Birdwatching: How social networking can (stupidly) ruin your life

Birdwatching is a column by Eddie King. Views expressed are not necessarily those of Digixav.

My first post may have been a little limp wristed so far as rants go, but, when checking the news, I sometimes get the unexplainable urge to shout at the authors of some of the UK’s worst articles. So, despite it being rather late, I have to alert all of you to how intelligent we really are. because if the level of intelligence required to be a technology journalist amounts to this particular article, then we must all be bloody geniuses and shouldn’t have any problem in taking over the world when we are older. Welcome, ladies and gentlemen, to the first of many social networking rants.

I do hope you will take the time to read the article from MSN in full but my attention was drawn by an example about half way through about a man who was sacked from two jobs and fined £1000 for a single tweet. The article in question was entitled “how social networking can ruin your life” and it was basically stoking the anti-Facebook fire and bringing up some real world examples of the effects of being normal in the twenty-first century. First off. I need to protest at the principle that a single phrase comprising of less than 140 characters can cause such a stir as to turn a good man’s life into living hell. At the moment we are fighting several wars and are in the middle of social unrest and confusion on a scale that has never been imagined before due to the world getting smaller, what with racial, sexist and ageist (yes, it exists) abuse and having to live our lives around the idiots who invented health and safety. You really expect me to believe that anybody gives a rat’s fart about some guy complaining about delays at a small airport I didn’t even know existed? It is an outrage.
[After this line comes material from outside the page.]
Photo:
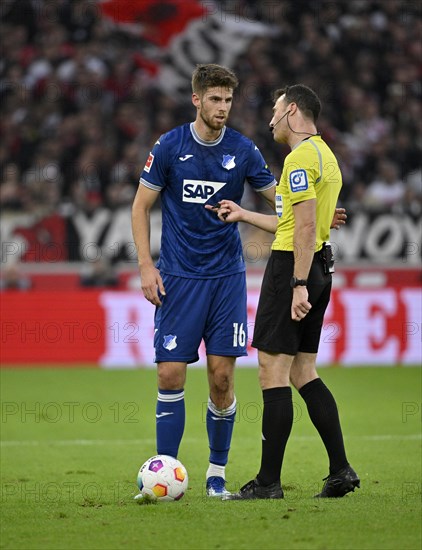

But now we must discuss the statement at hand. After delays at Robin Hood Airport, a man tweeted about blowing the place sky high in frustration. He was the sued for bomb threats and charged with sending a message that was “grossly offensive or of an indecent, obscene or menacing character” and sacked from his jobs over the scandal.

Crap! Robin Hood airport is closed. You’ve got a week and a bit to get your shit together otherwise I’m blowing the airport sky high!!

Generally I do not approve of text speak in written work but I think just such an abbreviation sums up the incident very nicely, that abbreviation being WTF‽ Words don’t even begin to describe how stupid this really is. If the guy really were intent on blowing stuff up, do you really think he would put it on Twitter? And even if he did, he was charged a week later so if he was a terrorist then he could have blown old Robin Hood Airport and many others “sky high” before he was sent a letter asking him to rephrase his annoyance.

I completely understand the government’s need to censor and watch social networking sites and what is being written on them, but the airport didn’t get bombed and the man had no history. It just seems like a case of finding a reason to prove an innocent man guilty and this is unacceptable – almost as bad as the man who went to jail for commenting on the on-pitch heart attack of Bolton Wanderers player Fabrice Muamba. I do not follow the Bolton Wanderers every move intently, and so I only heard about what happened in passing, but it did occur to me that the chances of a young football player who is in peak physical condition having a heart attack and being taken to intensive care were pretty slim. Now, imagine an avid fan who is 21 and is studying biology at university. The worst part of this story, however, is that he was sent away for racial abuse. Racial abuse? Because of a heart attack? The charge is just wrong. There are plenty of horrid people out there but sending a guy away to jail for being a hater and then blaming it on him being a racist is just a little extreme in my eyes.

There were some valid ones too where various illicit pictures were involved but, to be honest, on a computer you always have the off button whereas in real life a lot more can happen with far worse consequences. I think people should stop wasting their time trying to teach people how they should think and accept that as long as they aren’t breaking the law they should be allowed to live however they want. And what is more, they should stop trying to blame it on social networking. And for God’s sake, stop writing annoying, sissy, health and safety clad, nanny state, cheap, badly written articles about it because it is very late now and every time you do, I have to devote some minutes of my life pointing out to the rest of the world how stupid you are.

8 Comments

    1. When I was reading the post, that did come to mind, as did the American schoolboy who got expelled for swearing in a tweet sent from home and a personal device. I might find a link at some point.